Super User Asked by African_king on December 27, 2021
I am trying to write a script that sets my main terminal to use bash shell. I know the #!/bin/bash will call all the commands in the script to be run with the bash shell but what I want is a script that specifically that changes the shell of my terminal to bash.
for example: (this is how my terminal looks like when it is opened.)
$
when i want to set the terminal to bash I manually type the bash command and press enter.
$bash
outcome:
[tyg@rooto ~]$
The problem is if I write a script using the above command it works but any command after the bash command in the script fails to execute.
for example
#!/bin/bash
bash
echo "setting terminal environment to bash"
echo "success"
output:
[tyg@rooto ~]$
Expected output: (something like this)
[tyg@rooto ~]$ setting terminal environment to bash
[tyg@rooto ~]$ success
or (Like this)
[tyg@rooto ~]$
[tyg@rooto ~]$ setting environment
[tyg@rooto ~]$ success
any of the above is what I assume should be expected. Why are the two echo commands in the script failing to execute and is there a fix to this. Thanks
Your other commands don't execute because bash
does not finish until you exit
it.

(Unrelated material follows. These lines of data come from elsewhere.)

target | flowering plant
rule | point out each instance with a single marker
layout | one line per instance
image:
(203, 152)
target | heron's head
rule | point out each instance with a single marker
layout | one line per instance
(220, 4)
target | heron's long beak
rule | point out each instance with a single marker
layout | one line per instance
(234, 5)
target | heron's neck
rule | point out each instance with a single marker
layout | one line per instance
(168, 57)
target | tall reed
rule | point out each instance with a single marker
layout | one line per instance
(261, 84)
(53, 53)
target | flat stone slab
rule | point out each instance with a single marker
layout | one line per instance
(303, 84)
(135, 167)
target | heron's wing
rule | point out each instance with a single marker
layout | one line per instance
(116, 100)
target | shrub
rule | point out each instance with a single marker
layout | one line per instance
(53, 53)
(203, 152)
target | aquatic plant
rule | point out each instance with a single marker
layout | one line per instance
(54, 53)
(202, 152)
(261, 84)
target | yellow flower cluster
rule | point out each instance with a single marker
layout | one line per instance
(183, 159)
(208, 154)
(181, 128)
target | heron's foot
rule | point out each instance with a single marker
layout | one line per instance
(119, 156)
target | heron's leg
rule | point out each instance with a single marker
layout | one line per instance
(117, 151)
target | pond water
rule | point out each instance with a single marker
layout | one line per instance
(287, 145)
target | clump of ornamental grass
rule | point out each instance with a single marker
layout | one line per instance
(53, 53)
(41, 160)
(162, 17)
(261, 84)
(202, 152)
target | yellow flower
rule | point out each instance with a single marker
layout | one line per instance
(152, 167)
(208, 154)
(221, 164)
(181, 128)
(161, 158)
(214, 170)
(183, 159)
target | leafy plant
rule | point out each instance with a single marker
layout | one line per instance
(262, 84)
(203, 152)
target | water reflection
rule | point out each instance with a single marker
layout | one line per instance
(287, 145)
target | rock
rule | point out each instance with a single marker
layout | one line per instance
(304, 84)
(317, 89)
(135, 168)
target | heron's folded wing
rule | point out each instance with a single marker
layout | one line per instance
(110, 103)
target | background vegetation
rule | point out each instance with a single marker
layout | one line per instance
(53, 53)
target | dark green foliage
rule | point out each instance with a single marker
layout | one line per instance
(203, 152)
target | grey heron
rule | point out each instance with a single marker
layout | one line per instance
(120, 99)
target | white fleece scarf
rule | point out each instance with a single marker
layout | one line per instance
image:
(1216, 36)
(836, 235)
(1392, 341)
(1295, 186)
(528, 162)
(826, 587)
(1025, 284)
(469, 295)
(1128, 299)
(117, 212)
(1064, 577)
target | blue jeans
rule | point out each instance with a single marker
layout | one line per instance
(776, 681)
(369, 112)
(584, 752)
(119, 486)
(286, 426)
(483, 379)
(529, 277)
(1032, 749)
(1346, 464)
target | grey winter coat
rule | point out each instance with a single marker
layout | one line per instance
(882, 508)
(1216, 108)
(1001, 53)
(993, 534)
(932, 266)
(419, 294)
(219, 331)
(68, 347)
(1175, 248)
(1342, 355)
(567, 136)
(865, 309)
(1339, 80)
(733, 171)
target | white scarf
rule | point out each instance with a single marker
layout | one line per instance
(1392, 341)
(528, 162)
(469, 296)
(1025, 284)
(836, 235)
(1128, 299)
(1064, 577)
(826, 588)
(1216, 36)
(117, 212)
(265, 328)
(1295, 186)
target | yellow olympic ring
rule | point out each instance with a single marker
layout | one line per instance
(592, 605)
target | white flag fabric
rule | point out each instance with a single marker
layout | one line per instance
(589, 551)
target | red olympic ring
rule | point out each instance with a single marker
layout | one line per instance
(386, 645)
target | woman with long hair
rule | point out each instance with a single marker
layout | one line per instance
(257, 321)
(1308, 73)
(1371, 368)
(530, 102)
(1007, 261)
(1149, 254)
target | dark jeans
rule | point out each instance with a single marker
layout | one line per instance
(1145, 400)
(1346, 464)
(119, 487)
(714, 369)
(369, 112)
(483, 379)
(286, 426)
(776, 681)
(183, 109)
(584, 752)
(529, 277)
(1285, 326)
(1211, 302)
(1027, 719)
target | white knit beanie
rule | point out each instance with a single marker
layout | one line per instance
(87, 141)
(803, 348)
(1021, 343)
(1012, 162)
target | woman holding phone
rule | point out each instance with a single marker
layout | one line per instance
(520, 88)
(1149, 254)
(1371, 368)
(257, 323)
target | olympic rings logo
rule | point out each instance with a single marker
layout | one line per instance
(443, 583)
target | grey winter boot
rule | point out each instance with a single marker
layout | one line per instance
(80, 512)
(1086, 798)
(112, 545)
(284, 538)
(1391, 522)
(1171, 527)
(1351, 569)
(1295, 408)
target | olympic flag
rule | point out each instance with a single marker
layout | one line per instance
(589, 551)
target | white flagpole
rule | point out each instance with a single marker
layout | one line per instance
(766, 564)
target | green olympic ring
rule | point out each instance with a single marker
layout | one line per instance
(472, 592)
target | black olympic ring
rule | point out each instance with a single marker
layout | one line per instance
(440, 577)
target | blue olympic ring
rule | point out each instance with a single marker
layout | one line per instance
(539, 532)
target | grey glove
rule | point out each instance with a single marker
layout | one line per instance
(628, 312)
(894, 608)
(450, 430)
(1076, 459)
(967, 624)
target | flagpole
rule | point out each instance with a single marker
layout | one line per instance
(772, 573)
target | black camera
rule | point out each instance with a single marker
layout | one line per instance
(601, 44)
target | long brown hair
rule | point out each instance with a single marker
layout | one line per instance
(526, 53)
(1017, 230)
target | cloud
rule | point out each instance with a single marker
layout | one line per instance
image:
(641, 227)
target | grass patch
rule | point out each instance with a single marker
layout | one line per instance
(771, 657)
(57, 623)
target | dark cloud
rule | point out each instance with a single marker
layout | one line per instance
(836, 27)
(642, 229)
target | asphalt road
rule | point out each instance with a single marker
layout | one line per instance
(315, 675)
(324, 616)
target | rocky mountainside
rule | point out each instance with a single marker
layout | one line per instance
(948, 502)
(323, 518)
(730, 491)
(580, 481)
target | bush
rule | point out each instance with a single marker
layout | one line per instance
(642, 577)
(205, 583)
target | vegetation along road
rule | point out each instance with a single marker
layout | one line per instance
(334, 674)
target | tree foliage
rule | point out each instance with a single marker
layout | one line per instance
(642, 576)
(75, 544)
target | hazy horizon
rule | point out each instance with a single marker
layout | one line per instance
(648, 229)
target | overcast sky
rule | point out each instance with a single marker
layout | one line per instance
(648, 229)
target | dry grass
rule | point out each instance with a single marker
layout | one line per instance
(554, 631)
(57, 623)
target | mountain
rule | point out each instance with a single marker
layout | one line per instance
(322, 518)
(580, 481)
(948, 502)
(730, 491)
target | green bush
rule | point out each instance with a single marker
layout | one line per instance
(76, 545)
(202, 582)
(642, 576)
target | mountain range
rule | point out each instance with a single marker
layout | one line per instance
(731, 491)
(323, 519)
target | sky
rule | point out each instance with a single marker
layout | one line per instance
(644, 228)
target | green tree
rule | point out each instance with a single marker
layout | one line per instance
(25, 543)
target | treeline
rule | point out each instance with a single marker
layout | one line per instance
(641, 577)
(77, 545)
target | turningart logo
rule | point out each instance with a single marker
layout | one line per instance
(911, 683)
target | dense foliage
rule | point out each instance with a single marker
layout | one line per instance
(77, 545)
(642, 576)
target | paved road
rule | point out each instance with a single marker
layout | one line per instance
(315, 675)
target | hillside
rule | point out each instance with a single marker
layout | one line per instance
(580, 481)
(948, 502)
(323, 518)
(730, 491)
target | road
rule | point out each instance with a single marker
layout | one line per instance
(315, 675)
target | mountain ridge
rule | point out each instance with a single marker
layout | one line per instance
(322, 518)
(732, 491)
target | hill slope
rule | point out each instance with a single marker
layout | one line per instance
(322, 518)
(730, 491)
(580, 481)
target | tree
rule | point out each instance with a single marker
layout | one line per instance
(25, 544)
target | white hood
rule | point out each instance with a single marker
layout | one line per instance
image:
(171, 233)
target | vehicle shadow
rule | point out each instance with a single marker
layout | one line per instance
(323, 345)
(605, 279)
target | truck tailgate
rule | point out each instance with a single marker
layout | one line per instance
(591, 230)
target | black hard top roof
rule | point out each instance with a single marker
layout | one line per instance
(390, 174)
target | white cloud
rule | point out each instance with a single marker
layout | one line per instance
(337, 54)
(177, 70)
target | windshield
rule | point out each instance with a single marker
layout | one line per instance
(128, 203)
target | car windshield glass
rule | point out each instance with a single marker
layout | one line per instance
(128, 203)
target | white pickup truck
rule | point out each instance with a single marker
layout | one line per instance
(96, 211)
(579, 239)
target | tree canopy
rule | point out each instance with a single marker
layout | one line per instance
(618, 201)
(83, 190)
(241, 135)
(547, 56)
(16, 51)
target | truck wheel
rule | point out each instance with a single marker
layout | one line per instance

I'm not sure what you're trying to achieve here, but look into .bashrc
if you want commands to always run when starting bash
. If you always want to use bash
, just write bash
in the equivalent file for your current main shell or change your default shell in the /etc/passwd
file.
If you want a script to temporarily switch to bash
to execute some commands but don't want to have interactivity with that bash shell, you can look into calling bash
with a here document in your main script.